Condiment-O-Mania

I opened the refrigerator door and suddenly had this revelation that condiments are like clothing for me. I buy them on impulse. The jar of Holy Schmitt’s cranberry horseradish I picked up at a farmer’s market stand (feeling guilty after eating too many samples) is like the colorful Indian tunic I bought at a street fair. Or there’s the mosaic patterned pencil skirt in blue, maroon and beige from Anne Taylor Loft—so pretty, right? But I barely wear it. It reminds me of my jar of Trader Joe’s pequillo pepper and quinoa spread, opened once a half year ago and never used again. If clothing could grow mold, like condiments can, this skirt would have a thin film of white fuzz on it—and I’d clear out my closet more often.

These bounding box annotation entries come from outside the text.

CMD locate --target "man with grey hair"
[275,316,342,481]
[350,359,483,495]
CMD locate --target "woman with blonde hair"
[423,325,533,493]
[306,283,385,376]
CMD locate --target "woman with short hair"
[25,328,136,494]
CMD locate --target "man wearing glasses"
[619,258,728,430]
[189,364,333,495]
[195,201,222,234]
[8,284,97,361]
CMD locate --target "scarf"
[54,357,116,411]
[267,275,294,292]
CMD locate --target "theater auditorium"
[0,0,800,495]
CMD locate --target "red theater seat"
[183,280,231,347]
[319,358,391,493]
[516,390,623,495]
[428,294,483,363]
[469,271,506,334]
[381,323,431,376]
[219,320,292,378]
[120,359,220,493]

Just as I find myself reaching in my closet and drawers for the same items time and again—the black and white striped turtleneck, the just-right fitting jeans, the marled funnel neck sweater that hides my middle aged wattle—I habitually reach into the refrigerator for only about three of the twenty five jars and tubs of condiments, and the greatest of these three is…

Trader Joe’s Hot & Sweet Pepper Jelly

I know what you’re thinking. Does red pepper jelly remind you too much of that retro 1960s appetizer? I remember my mother taking a block of Philadelphia Cream cheese, dumping spoonfuls of red pepper jelly over it and surrounding it with Ritz crackers. That cream cheese and pepper jelly combo was yummy though, and even the label on my Trader Joe's jar says, “This is the perfect stuff to pour over cream cheese to serve with crackers.”

It’s also the perfect stuff to top off an open-faced sandwich of sharp cheddar cheese, Trader Joe’s sliced prosciutto (one slice), and  thinly sliced apples on Orwasher's walnut, raisin pumpernickel bread. I put dab it on slices of the Chef’s leftover grilled sausages or roast chicken, packed into mini ciabatta rolls, or I just spoon it on Jacob’s cream crackers with Brie cheese for a late afternoon snack. I’ve gone through about five jars of this stuff in a year, while Holy Schmitt’s Horseradish, the weirdly good gift of carrot jam, and a nostalgic purchase of Green Goddess dressing are still on the shelf, edging past their sell-by dates. Someday I’ll learn.